I have a list of lists (of variable len) that needs to be converted into a numpy array. Example:
import numpy as np
sample_list = [["hello", "world"], ["foo"], ["alpha", "beta", "gamma"], []]
sample_arr = np.asarray(sample_list)
>>> sample_arr
array([list(['hello', 'world']), list(['foo']),
list(['alpha', 'beta', 'gamma']), list([])], dtype=object)
>>> sample_arr.shape
(4,)
In the above example, I got a single-dimensional array which is desired. The downstream modules of the code expect the same. However when the lists have the same length, it outputting a 2-dimensional array resulting in error in downstream modules of my code:
sample_list = [["hello"], ["world"], ["foo"], ["bar"]]
sample_arr = np.asarray(sample_list)
>>>
>>> sample_arr
array([['hello'],
['world'],
['foo'],
['bar']], dtype='<U5')
>>> sample_arr.shape
(4, 1)
Instead, I wanted the output similar to the first example:
>>> sample_arr
array([list(['hello']), list(['world']),
list(['foo']), list(['bar'])], dtype=object)
Is there any way I can achieve that?
CodePudding user response:
You can turn it into a jagged-list by adding a dummy last sub-list, then slice it away:
sample_list = [["hello"], ["world"], ["foo"], ["bar"]]
sample_arr = np.asarray(sample_list [[]])[:-1]
Output:
array([list(['hello']), list(['world']),
list(['foo']), list(['bar'])], dtype=object)
I hope someone finds a lass hacky solution :)
CodePudding user response:
A quick and dirty Pythonic approach you can use a list comprehension :
sample_arr = np.asarray([[j] for sub in sample_list for j in sub])
A little more info on list comprehensions if you're interested: https://www.w3schools.com/python/python_lists_comprehension.asp
CodePudding user response:
Yes, it's possible! You can define a function that converts the list of lists into a single list that contains all items as follows.
import numpy as np
def flatten_list(nested_list):
single_list = []
for item in nested_list:
single_list.extend(item)
return single_list
sample_arr = np.asarray(flatten_list([["hello", "world"], ["foo"], ["alpha", "beta", "gamma"], []]))
print(sample_arr)
CodePudding user response:
In your first case, np.array
gives us a warning (in new enough numpy versions).
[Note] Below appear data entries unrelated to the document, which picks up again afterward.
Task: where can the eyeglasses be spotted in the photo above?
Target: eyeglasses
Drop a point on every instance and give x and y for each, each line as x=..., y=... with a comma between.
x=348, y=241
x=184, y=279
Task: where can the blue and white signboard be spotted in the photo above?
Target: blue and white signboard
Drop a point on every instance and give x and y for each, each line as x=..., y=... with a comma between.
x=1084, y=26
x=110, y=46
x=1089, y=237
That should tell us something - using np.array
to make ragged arrays is not ideal. np.array
is meant to create regular multidimensional arrays, with numeric (or string) dtypes. Creating an object dtype array like this a fallback option.
In [96]: sample_list = [["hello", "world"], ["foo"], ["alpha", "beta", "gamma"], []]
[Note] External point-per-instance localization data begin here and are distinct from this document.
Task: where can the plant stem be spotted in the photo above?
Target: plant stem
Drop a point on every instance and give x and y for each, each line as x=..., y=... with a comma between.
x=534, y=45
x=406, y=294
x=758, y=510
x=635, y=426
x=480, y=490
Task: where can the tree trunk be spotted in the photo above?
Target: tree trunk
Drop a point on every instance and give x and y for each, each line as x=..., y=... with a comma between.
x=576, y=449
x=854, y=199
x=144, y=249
In [97]: arr = np.array(sample_list)
<ipython-input-97-ec7d58f98892>:1: VisibleDeprecationWarning: Creating an ndarray from ragged nested sequences (which is a list-or-tuple of lists-or-tuples-or ndarrays with different lengths or shapes) is deprecated. If you meant to do this, you must specify 'dtype=object' when creating the ndarray.
arr = np.array(sample_list)
In [98]: arr
Out[98]:
array([list(['hello', 'world']), list(['foo']),
list(['alpha', 'beta', 'gamma']), list([])], dtype=object)
In many ways such an array is a debased list, not a true array.
In the second case it can work as intended (by the developers, if not you!):
In [99]: sample_list = [["hello"], ["world"], ["foo"], ["bar"]]
In [100]: arr = np.array(sample_list)
In [101]: arr
Out[101]:
array([['hello'],
['world'],
['foo'],
['bar']], dtype='<U5')
To work around that, I recommend making an object dtype array of the right size, and populating it from the list:
In [102]: arr = np.empty(len(sample_list), object)
In [103]: arr
Out[103]: array([None, None, None, None], dtype=object)
In [104]: arr[:] = sample_list
In [105]: arr
Out[105]:
array([list(['hello']), list(['world']), list(['foo']), list(['bar'])],
dtype=object)